In the winter we are in clean up mode, and in spring we spend most of our time raising transplants in the greenhouse, planting in the field and fertilizing. In summer we harvest five or six days a week, especially when our heirloom tomatoes begin to ripen until the first hard frost.

What is the best thing about being a farmer?

Overall, the best things about being a farmer are the challenges and the chances for creativity. I love big work days where everyone works together, whether it be planting an obscene amount of potatoes or building a fence. It feels good to work as a team and to be exhausted and dirty at the end of the day.

I also love hanging out with the chefs and sampling the dishes they create from our food– chefs are rock stars to farmers! Walking the fields at sunset when everything is quiet is another thing that feeds my soul. It is at this time I check how the crops are progressing. Being able to harvest your own fresh, organic bounty is such a luxury.

Do you participate in a Farm to Cafeteria or Farm to Institution Program? If so, tell us how you got started, what you grow and how it benefits your farm.

We are in close connection with The Monterey County Farm to School Partnership. We are working on creating a learning center for children where kids can come for tours and hands-on instruction. We sell our vegetables and fruit to The International School of Monterey for their school lunch program. We give them a great deal on vegetables that we did not sell at the farmers market the day before. This helps the school keep their costs down and feed the kids organic produce, and it helps us find a home for our produce we did not sell.

We hope to work with other schools in the future as school lunch programs become more flexible and are able to accommodate local growers. It is so important for kids to eat great tasting, organic produce. A lot of what they get has no flavor, so it is no wonder that they think they don’t like vegetables! It is also very important for kids to understand where their food comes from and to teach them how plants grow.

Do you have a favorite chore?

Feeding the chickens and sitting with the goats while they eat, listening to them chew. Both are meditative.

Do you have a favorite farm animal/vegetable?

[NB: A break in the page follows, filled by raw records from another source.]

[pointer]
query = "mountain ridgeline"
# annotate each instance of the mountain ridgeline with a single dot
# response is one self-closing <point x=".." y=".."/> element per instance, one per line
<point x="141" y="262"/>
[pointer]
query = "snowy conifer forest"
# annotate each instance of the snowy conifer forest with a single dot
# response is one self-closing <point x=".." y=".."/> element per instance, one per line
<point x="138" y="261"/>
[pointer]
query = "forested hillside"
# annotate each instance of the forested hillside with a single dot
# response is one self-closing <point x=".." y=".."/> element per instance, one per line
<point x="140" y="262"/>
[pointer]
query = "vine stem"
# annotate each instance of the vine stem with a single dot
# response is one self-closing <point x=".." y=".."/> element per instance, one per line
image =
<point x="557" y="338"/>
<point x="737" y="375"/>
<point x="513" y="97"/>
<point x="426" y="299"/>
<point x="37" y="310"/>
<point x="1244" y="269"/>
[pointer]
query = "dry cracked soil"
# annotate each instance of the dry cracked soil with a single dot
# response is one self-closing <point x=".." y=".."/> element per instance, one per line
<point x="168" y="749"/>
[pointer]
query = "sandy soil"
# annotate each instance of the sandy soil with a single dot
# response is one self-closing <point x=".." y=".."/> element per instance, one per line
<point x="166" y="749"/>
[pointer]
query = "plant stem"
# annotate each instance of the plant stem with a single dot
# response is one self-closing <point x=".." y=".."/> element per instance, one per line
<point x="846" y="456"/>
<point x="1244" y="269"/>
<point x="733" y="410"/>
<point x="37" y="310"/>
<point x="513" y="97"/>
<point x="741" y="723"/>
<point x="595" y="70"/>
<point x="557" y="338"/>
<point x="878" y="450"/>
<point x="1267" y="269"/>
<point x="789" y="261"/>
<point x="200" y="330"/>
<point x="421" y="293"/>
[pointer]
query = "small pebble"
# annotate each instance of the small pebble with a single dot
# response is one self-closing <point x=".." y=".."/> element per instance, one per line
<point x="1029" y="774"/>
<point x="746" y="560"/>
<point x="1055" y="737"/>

Tomatoes are my favorite vegetable (though it is botanically a fruit). Chickens are my favorite farm animal because they are so rewarding and entertaining. Chickens are pretty amazing creatures; they are great natural tillers, they keep bugs & slugs under control and they give us delicious eggs. They also come in so many varieties. I especially like the Bantam Frizzle – it looks like a stuffed teddy bear that went through the wash too many times.

How can people buy food from you or that you have grown or raised?

We have a CSA subscription program March through November for those who live on the Monterey Peninsula. We sell at three farmers markets – Monterey, Temescal (near Berkeley), and Palo Alto (South San Francisco Bay). We are opening a farm stand in spring of 2008 in Carmel on Highway One, and we also have a seasonal heirloom tomato U-Pick in Carmel Valley. We ship wholesale, so if there is interest in our product we can find a way to ship it since we are in the hub of transportation being so close to Salinas, AKA The Salad Bowl. We can be reached at
(831) 484-2729, or

Is there anything else that you would like to share as a farmer or about your farm?

We will begin creating a Historical Interpretive Center, Community Garden, Demonstration Farm and Farm Stand this year on the coast of Hwy 1, just south of Carmel around the Carmel Lagoon. We are trying to raise funds to repair the historical barn and structures on the property and turn this California State Parks land into a sustainable working farm and food learning center, complete with classes and tours for all ages.